I’m smiling to myself, thinking,
Yeah, I could do this for a living
when Trevor stops talking and looks sheepish. “Am I boring you?”
“Oh, no.” You keep talking, Brainy Boy. Note to self: tell Jasmine that there’s a corollary to her smart girls are sexy theorem. There’s nothing sexier than a boy who’s not afraid to flex his big brains.
Back at Trevor’s cube, he grabs a couple of beanbags and starts juggling them. Suddenly, I’m seeing new meanings for the expression, “Go for the jugular.” When he tosses a couple over to me, I give silent thanks to Abe for perpetually throwing things at me: balls, keys, chopsticks… even insults.
“Nice reflexes,” says Trevor.
I throw the beanbags back at him. “I know.”
Too soon, Jon comes
over to break the news that “Bring Your Hapa to Work Day” is over, and that Uncle Vic is on his way. But first, he leads me to the Brainstorming Chamber, a small room with floor-to-ceiling white boards on two walls. Jon flings himself into one of the chairs and props his feet on the table.
“So,” he says, jiggling a foot, “what do you think of this naming gig?”
“I had no idea that this,” I gesture to take in Trevor and the whole Brainstorming Chamber, the cubicles, the entire building, “even existed. Or could be so much fun.”

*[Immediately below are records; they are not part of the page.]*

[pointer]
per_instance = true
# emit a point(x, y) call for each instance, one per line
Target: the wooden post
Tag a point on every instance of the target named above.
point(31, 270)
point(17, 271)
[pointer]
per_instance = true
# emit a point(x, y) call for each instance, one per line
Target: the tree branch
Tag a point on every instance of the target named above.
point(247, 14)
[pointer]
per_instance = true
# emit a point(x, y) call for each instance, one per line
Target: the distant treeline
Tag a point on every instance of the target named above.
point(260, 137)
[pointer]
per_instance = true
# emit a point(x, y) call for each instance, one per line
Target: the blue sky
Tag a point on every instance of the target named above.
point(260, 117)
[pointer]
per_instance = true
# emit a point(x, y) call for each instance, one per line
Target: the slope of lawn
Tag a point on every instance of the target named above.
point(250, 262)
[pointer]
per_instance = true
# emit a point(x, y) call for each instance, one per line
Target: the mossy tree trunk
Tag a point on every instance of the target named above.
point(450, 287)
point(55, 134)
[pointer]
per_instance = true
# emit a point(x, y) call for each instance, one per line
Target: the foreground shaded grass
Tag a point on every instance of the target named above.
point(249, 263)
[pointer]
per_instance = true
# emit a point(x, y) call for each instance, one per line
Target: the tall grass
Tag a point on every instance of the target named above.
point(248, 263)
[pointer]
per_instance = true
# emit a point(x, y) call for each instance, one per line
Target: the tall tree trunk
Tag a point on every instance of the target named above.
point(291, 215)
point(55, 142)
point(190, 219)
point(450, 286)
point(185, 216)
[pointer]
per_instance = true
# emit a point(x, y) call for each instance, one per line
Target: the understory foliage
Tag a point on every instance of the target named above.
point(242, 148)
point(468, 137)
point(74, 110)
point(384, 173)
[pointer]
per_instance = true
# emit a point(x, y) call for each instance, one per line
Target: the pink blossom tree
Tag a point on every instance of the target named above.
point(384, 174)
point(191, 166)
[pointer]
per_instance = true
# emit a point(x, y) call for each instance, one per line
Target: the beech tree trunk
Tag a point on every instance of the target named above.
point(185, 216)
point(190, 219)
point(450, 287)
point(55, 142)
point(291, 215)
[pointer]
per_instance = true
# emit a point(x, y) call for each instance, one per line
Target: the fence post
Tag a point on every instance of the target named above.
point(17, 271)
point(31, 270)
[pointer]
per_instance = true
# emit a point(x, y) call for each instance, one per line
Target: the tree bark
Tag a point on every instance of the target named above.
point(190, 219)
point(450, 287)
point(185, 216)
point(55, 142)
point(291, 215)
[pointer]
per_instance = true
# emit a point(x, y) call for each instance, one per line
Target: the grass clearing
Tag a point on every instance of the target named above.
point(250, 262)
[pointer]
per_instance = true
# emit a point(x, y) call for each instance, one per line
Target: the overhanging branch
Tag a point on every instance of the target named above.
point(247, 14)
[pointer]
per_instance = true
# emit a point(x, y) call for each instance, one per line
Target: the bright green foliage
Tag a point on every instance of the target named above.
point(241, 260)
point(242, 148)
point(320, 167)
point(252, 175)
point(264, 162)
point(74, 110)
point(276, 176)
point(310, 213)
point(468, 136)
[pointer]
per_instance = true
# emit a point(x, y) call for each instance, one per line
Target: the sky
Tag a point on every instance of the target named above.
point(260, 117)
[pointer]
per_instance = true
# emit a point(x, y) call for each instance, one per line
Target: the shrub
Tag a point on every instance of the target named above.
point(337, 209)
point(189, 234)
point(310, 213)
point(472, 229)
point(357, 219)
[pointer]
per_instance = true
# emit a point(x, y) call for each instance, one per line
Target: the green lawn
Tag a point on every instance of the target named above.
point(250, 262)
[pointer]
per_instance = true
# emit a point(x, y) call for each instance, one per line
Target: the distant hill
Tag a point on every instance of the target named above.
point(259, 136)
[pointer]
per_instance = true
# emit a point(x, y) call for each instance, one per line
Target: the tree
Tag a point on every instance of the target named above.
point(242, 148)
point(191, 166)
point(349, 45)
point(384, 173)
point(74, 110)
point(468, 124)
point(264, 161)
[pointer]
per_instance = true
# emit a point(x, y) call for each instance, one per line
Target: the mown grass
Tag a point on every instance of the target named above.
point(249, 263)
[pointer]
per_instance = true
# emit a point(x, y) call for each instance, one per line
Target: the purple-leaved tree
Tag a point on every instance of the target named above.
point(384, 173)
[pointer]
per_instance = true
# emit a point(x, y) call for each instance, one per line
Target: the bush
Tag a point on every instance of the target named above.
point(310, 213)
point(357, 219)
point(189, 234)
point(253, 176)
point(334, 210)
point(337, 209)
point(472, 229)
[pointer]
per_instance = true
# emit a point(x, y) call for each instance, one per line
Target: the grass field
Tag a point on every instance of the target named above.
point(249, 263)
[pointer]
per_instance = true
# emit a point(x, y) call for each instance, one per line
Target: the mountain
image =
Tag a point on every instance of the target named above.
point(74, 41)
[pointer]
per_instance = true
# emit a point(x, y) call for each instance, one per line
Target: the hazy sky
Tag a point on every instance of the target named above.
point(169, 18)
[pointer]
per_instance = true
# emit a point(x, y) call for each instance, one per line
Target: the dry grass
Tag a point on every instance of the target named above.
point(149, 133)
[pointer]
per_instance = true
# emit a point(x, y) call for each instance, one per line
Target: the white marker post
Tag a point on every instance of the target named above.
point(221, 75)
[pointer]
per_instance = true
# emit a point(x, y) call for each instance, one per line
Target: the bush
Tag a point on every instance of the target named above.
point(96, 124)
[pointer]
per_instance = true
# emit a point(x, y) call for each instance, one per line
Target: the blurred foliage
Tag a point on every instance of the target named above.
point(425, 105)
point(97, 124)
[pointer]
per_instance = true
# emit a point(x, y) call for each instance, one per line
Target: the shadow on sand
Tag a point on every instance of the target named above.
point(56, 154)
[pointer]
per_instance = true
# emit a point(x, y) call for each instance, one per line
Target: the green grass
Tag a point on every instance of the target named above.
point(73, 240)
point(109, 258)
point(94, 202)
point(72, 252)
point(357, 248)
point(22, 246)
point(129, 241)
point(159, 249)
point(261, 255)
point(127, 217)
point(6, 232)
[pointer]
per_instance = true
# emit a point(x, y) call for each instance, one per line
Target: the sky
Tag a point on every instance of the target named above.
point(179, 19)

“We’re the corporate unconscious and subconscious. No one knows we’re here, but no one can forget us once we’ve done our job. Which is about creating an entirely new lexicon,” says Jon, swinging his feet onto the floor and now running his fingers along the edge of the table like he’s playing scales on a piano. “Meaning, a new vocabulary, our own dictionary for businesses.”